Biblical Basis for Deacons
Deacons free the the pastoral staff to focus on prayer and the ministry of the Word, promoting unity within the church, and facilitating the spread of the gospel.
The Bible documents Paul’s letter of instruction to his young apprentice Timothy in the evaluation of candidates to serve as deacons.
As early as A.D. 60, the office of deacon was well-established, as evidenced by Paul’s opening address in his letter to the Philippians.
Acts 6:1-3 details how the Apostles, busy with the growth of the new church, called for the selection from the church body of seven men of good character to take over the benevolence ministry – the caring ministry – visiting the sick, feeding the hungry, providing for the needs which are presented to the church, and in general being alert to the spiritual needs of the congregation.
1 Timothy 3:8-11:
(8) Likewise must the deacons be grave, not doubletongued, not given to much wine, not greedy of filthy lucre;
(9) Holding the mystery of the faith in a pure conscience.

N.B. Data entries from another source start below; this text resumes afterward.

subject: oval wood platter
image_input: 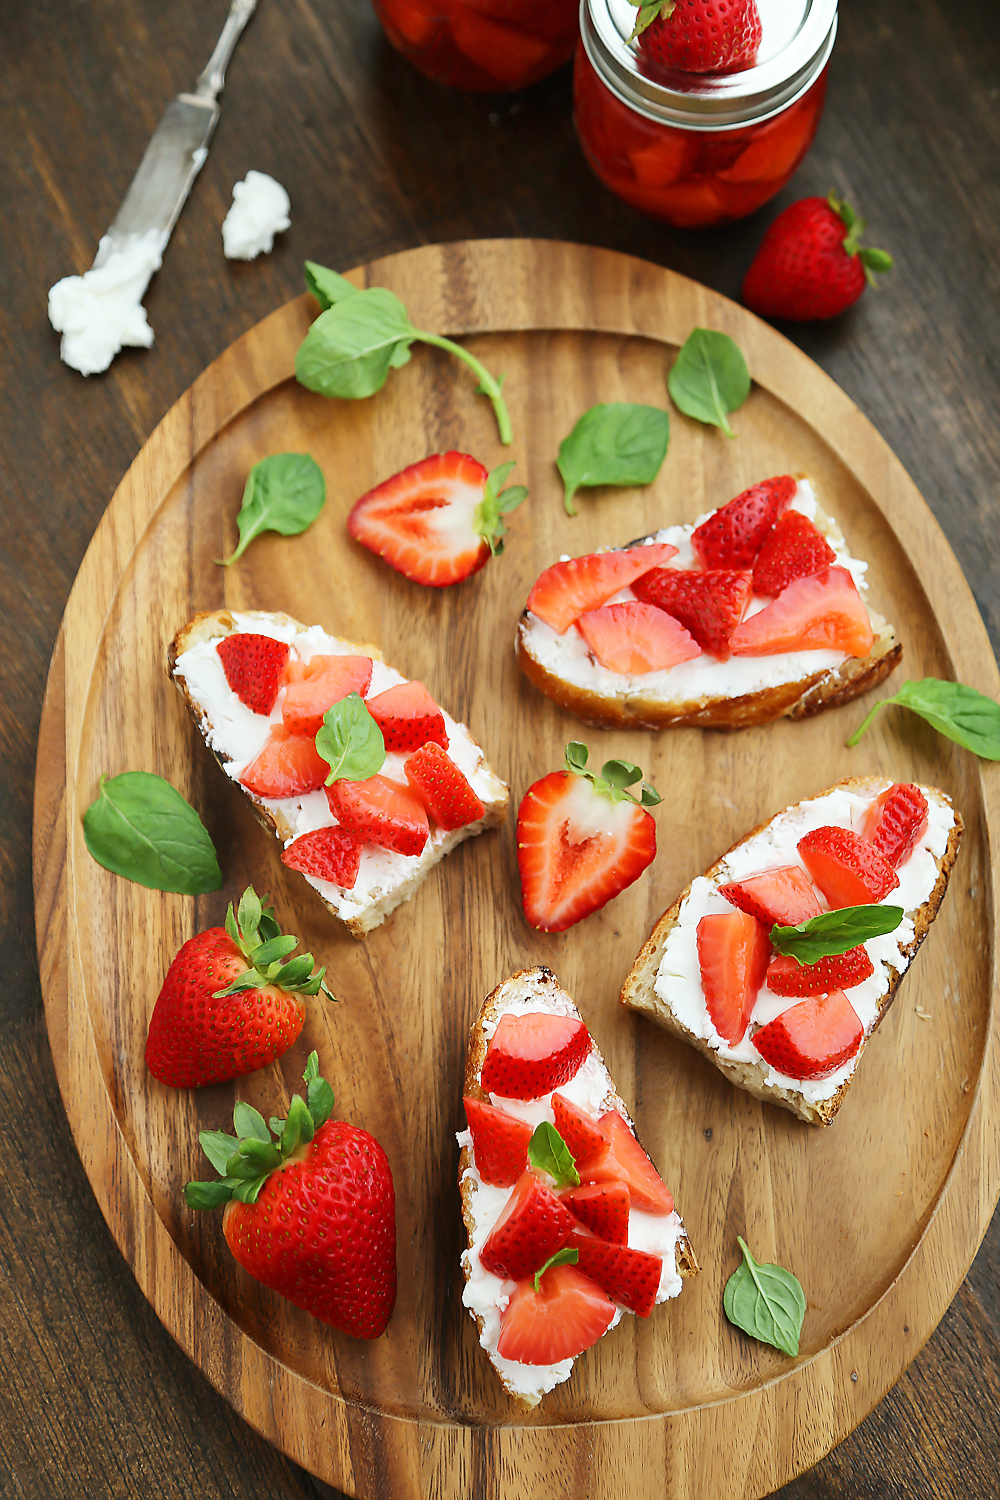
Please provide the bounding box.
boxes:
[33,240,1000,1499]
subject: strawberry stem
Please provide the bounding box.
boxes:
[215,885,337,1001]
[828,191,894,289]
[415,331,512,444]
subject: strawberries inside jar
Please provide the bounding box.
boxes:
[370,0,579,90]
[574,0,837,228]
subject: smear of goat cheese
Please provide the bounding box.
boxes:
[222,171,291,260]
[47,229,167,376]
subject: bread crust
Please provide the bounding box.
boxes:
[620,778,963,1125]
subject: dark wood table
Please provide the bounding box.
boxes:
[3,1,998,1495]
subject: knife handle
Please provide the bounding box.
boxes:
[194,0,258,101]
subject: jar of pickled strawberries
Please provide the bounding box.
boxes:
[574,0,837,227]
[371,0,579,90]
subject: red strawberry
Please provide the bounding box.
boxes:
[217,633,290,716]
[526,544,679,633]
[729,566,874,657]
[691,476,796,569]
[575,601,701,674]
[479,1171,578,1281]
[481,1012,591,1100]
[281,655,373,737]
[862,783,929,869]
[366,680,448,752]
[145,886,332,1088]
[404,741,485,830]
[582,1111,674,1215]
[798,825,900,908]
[326,775,430,857]
[742,192,894,323]
[751,511,836,596]
[346,452,527,587]
[766,946,874,997]
[496,1263,615,1364]
[719,866,823,927]
[552,1093,607,1165]
[633,0,762,74]
[568,1229,662,1318]
[632,567,752,658]
[186,1052,396,1338]
[696,909,770,1045]
[463,1097,532,1188]
[752,990,864,1080]
[281,825,364,889]
[240,728,329,798]
[564,1181,630,1244]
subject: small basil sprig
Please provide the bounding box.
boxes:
[475,461,529,555]
[667,328,751,437]
[770,904,904,964]
[847,678,1000,760]
[533,1246,579,1292]
[565,741,661,808]
[556,402,670,517]
[298,260,512,444]
[315,694,385,784]
[527,1121,579,1188]
[217,453,326,566]
[724,1237,805,1357]
[83,771,222,894]
[213,885,336,1002]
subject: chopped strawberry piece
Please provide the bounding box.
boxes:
[217,634,290,715]
[450,8,551,83]
[581,1112,674,1215]
[719,866,823,927]
[568,1228,662,1318]
[862,783,929,869]
[346,451,493,588]
[752,510,836,596]
[526,544,679,634]
[575,601,701,674]
[366,680,448,752]
[280,826,363,888]
[691,476,797,569]
[463,1097,532,1188]
[632,567,752,658]
[280,655,373,736]
[696,910,771,1046]
[753,990,864,1080]
[404,742,485,830]
[481,1012,591,1100]
[564,1181,630,1244]
[326,775,430,857]
[240,729,329,798]
[496,1264,615,1365]
[766,946,874,997]
[479,1171,578,1281]
[798,825,899,907]
[729,566,874,657]
[551,1093,607,1166]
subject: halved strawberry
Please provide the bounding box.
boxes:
[404,742,485,830]
[862,783,929,869]
[752,510,836,596]
[696,910,771,1046]
[217,634,291,715]
[240,729,329,798]
[719,866,823,927]
[365,680,448,752]
[753,990,864,1080]
[568,1228,662,1318]
[280,825,364,888]
[551,1093,607,1166]
[729,566,874,657]
[526,544,679,633]
[563,1182,630,1245]
[691,476,797,569]
[479,1171,577,1281]
[280,655,373,737]
[326,775,430,857]
[480,1012,590,1100]
[798,825,899,907]
[575,601,701,674]
[463,1097,532,1188]
[632,567,752,658]
[496,1263,616,1364]
[582,1112,674,1215]
[766,946,874,997]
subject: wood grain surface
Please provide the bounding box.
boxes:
[3,1,1000,1497]
[31,240,1000,1498]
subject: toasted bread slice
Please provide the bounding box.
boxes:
[458,966,697,1408]
[516,476,902,730]
[169,609,508,937]
[620,777,962,1125]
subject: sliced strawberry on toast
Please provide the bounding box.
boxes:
[632,567,752,658]
[281,654,373,736]
[575,601,701,674]
[696,909,771,1045]
[496,1263,616,1365]
[766,946,874,997]
[326,774,430,857]
[480,1012,590,1099]
[404,741,485,830]
[366,680,449,751]
[240,728,329,798]
[526,544,679,633]
[217,633,291,715]
[552,1092,607,1165]
[563,1182,630,1244]
[462,1097,532,1188]
[729,566,874,657]
[281,825,364,889]
[862,783,929,869]
[690,476,797,569]
[568,1228,663,1318]
[752,990,864,1080]
[798,825,899,907]
[719,866,823,927]
[479,1171,578,1281]
[581,1111,674,1215]
[752,509,836,596]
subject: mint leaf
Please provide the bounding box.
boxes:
[847,678,1000,760]
[315,693,385,784]
[556,402,670,516]
[723,1237,805,1357]
[304,261,360,310]
[527,1121,580,1189]
[83,772,222,894]
[770,905,904,963]
[668,329,750,437]
[218,453,326,566]
[533,1246,579,1292]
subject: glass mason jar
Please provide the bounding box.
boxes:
[371,0,580,90]
[574,0,837,227]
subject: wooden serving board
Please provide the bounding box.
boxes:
[33,240,1000,1499]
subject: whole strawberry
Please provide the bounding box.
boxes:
[630,0,762,74]
[145,886,335,1088]
[186,1053,397,1337]
[742,193,893,322]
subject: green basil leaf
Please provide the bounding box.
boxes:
[556,402,670,516]
[527,1121,580,1189]
[199,1130,239,1177]
[533,1246,579,1292]
[184,1178,236,1210]
[83,772,222,894]
[304,260,360,310]
[295,289,416,400]
[668,329,751,437]
[315,693,386,784]
[770,905,905,963]
[723,1237,805,1357]
[218,452,326,566]
[233,1102,271,1143]
[847,678,1000,760]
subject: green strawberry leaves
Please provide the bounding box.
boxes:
[215,885,336,1001]
[627,0,675,39]
[770,904,904,964]
[315,693,386,784]
[473,461,529,555]
[668,328,751,437]
[83,771,222,894]
[556,402,670,516]
[724,1237,806,1357]
[565,741,661,808]
[528,1121,580,1189]
[847,678,1000,760]
[828,192,894,288]
[217,453,326,566]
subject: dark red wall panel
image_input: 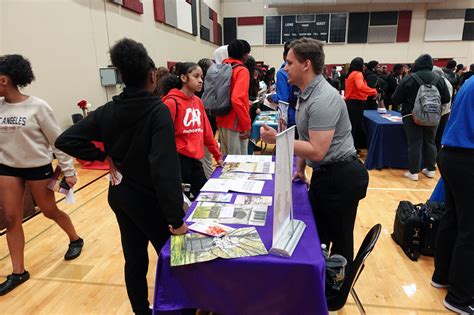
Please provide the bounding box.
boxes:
[122,0,143,14]
[153,0,165,23]
[397,11,412,42]
[237,16,264,26]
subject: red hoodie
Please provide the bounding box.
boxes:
[162,89,222,162]
[215,58,251,132]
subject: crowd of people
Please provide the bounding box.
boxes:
[0,36,473,314]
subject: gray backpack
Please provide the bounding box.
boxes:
[411,73,442,126]
[202,63,242,116]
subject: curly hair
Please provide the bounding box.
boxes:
[0,54,35,88]
[109,38,155,88]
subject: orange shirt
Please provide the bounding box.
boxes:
[344,71,377,101]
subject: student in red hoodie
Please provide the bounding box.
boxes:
[217,39,252,155]
[162,62,223,199]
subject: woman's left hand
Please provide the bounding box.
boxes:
[216,159,225,167]
[65,175,78,188]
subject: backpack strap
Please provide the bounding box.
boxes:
[412,73,425,87]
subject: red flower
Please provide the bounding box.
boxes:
[77,100,88,109]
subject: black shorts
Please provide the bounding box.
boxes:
[0,164,53,181]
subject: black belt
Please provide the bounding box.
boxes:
[313,155,358,172]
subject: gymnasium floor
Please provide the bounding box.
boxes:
[0,152,450,314]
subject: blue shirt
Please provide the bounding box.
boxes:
[271,63,298,126]
[441,76,474,149]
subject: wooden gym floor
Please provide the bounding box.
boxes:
[0,153,451,314]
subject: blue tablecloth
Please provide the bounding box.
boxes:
[153,161,328,315]
[364,110,409,170]
[251,111,278,140]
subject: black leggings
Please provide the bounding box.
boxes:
[108,180,171,314]
[179,154,207,200]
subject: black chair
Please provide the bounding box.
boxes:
[327,224,382,314]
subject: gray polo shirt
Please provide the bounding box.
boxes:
[296,74,356,168]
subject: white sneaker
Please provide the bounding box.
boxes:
[422,168,435,178]
[404,171,419,181]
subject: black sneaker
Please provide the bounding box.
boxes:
[444,298,474,314]
[64,238,84,261]
[0,271,30,296]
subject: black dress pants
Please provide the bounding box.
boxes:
[346,99,366,150]
[309,158,369,262]
[434,147,474,307]
[108,180,172,314]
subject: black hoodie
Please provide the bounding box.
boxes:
[55,87,184,228]
[392,54,451,116]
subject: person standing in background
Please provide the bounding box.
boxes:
[392,54,450,181]
[431,78,474,315]
[344,57,378,152]
[432,66,453,153]
[216,39,251,155]
[0,54,83,295]
[197,58,217,179]
[162,62,223,199]
[267,40,299,136]
[365,60,382,110]
[55,38,187,314]
[384,64,403,111]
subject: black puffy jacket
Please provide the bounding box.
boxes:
[392,54,451,116]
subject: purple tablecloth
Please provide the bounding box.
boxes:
[153,164,328,315]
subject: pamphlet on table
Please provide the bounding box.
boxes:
[200,178,265,194]
[188,222,234,237]
[222,162,275,174]
[224,155,273,163]
[218,172,272,181]
[189,202,268,226]
[196,192,233,203]
[234,195,273,206]
[170,227,268,266]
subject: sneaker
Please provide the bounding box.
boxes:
[0,271,30,296]
[431,279,449,289]
[64,238,84,261]
[422,168,435,178]
[404,171,419,181]
[443,298,474,314]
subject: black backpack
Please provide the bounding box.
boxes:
[420,201,446,256]
[391,201,424,261]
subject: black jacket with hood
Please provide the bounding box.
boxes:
[392,54,451,116]
[55,87,184,228]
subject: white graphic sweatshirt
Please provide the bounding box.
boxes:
[0,96,75,176]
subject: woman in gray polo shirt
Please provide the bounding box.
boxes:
[261,38,369,262]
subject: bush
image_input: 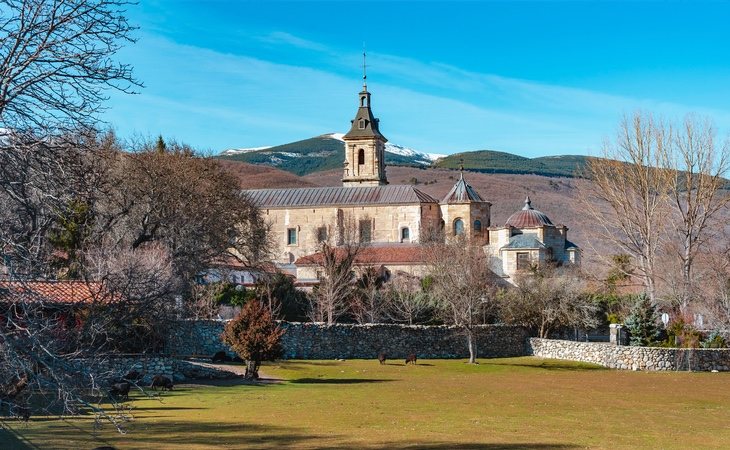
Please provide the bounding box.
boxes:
[701,331,727,349]
[221,300,285,379]
[624,295,661,347]
[664,316,701,348]
[215,283,252,307]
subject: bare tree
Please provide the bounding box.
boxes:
[581,112,673,303]
[0,0,140,133]
[499,265,598,339]
[308,216,365,324]
[426,236,498,363]
[383,274,433,325]
[350,266,388,324]
[664,115,730,310]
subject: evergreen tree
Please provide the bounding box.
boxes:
[624,295,661,346]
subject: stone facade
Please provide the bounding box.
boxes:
[168,320,529,360]
[527,338,730,371]
[486,198,580,282]
[262,203,441,265]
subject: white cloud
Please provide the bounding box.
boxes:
[105,32,730,157]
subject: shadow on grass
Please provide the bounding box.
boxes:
[0,422,41,450]
[487,359,606,371]
[7,420,328,449]
[289,378,392,384]
[370,444,578,449]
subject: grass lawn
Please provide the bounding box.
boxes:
[2,357,730,449]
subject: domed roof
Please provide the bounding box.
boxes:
[505,197,553,228]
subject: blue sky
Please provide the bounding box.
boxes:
[104,1,730,157]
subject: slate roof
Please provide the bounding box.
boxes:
[295,244,427,266]
[343,88,387,141]
[442,171,488,204]
[500,234,547,250]
[505,196,554,228]
[244,185,439,208]
[565,240,580,250]
[0,280,106,304]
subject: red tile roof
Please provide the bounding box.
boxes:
[295,245,428,266]
[0,281,106,304]
[505,196,554,228]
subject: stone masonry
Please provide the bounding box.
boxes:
[528,338,730,371]
[168,320,529,360]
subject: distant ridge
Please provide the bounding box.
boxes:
[219,134,590,178]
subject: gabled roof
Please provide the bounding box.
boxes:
[500,234,547,250]
[565,240,581,251]
[244,185,439,208]
[442,171,487,204]
[295,244,427,266]
[505,197,554,228]
[0,280,106,304]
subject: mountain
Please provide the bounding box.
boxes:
[432,150,591,178]
[218,133,445,176]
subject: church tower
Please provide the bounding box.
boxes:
[342,54,388,186]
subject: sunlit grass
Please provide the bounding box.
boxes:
[2,357,729,449]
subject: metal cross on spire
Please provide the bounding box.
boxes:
[362,45,367,89]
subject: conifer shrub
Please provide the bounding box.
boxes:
[624,295,661,346]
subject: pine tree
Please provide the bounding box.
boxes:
[624,294,661,346]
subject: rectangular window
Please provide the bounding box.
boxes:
[516,252,530,271]
[359,220,372,243]
[317,226,327,243]
[287,228,297,246]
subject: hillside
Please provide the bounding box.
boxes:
[219,134,442,176]
[433,150,591,178]
[218,160,316,189]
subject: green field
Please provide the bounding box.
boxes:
[2,357,729,449]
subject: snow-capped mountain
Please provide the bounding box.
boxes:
[218,133,446,175]
[221,145,272,156]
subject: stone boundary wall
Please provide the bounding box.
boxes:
[528,338,730,371]
[168,320,530,360]
[280,323,529,359]
[92,355,238,383]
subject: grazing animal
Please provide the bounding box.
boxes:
[109,382,131,400]
[13,405,30,422]
[150,375,173,391]
[405,353,417,365]
[123,370,143,382]
[212,351,232,363]
[377,353,386,365]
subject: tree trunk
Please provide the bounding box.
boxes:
[466,328,477,364]
[244,360,259,380]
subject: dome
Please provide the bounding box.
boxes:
[505,196,553,228]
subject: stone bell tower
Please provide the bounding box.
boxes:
[342,53,388,187]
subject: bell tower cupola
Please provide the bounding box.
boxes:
[342,52,388,186]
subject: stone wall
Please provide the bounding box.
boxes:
[92,355,238,383]
[527,338,730,371]
[168,320,529,360]
[280,323,528,359]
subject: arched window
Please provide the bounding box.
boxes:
[474,220,482,233]
[358,148,365,165]
[453,218,464,236]
[358,118,366,129]
[401,227,410,242]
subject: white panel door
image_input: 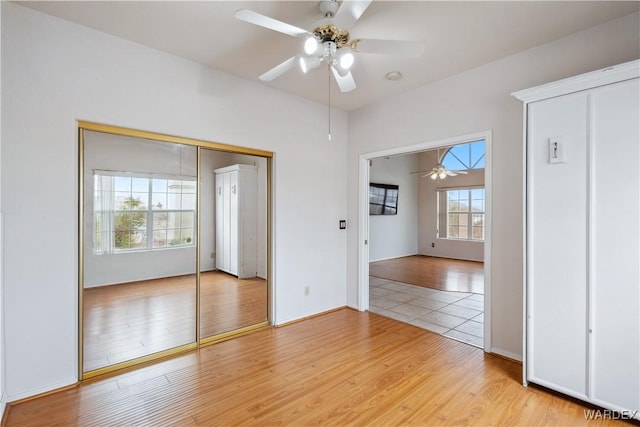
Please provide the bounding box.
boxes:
[590,78,640,411]
[527,92,589,398]
[237,168,257,279]
[215,174,226,271]
[229,171,239,276]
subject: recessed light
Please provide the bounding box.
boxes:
[385,71,403,81]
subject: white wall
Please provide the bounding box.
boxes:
[417,150,484,262]
[368,155,418,261]
[346,12,640,360]
[1,2,347,401]
[0,0,5,417]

(10) And let these also first be proved; then let them use the office of a deacon, being found blameless.
(11) Even so must their wives be grave, not slanderers, sober, faithful in all things.
(1) Paul and Timotheus, the servants of Jesus Christ, to all the saints in Christ Jesus which are at Philippi, with the bishops and deacons:
The nearest word we have to the original diakoneo is “servant.”
(1) And in those days, when the number of the disciples was multiplied, there arose a murmuring of the Grecians against the Hebrews, because their widows were neglected in the daily ministration.
(2) Then the twelve called the multitude of the disciples unto them, and said, It is not reason that we should leave the word of God, and serve tables.
(3) Wherefore, brethren, look ye out among you seven men of honest report, full of the Holy Ghost and wisdom, whom we may appoint over this business.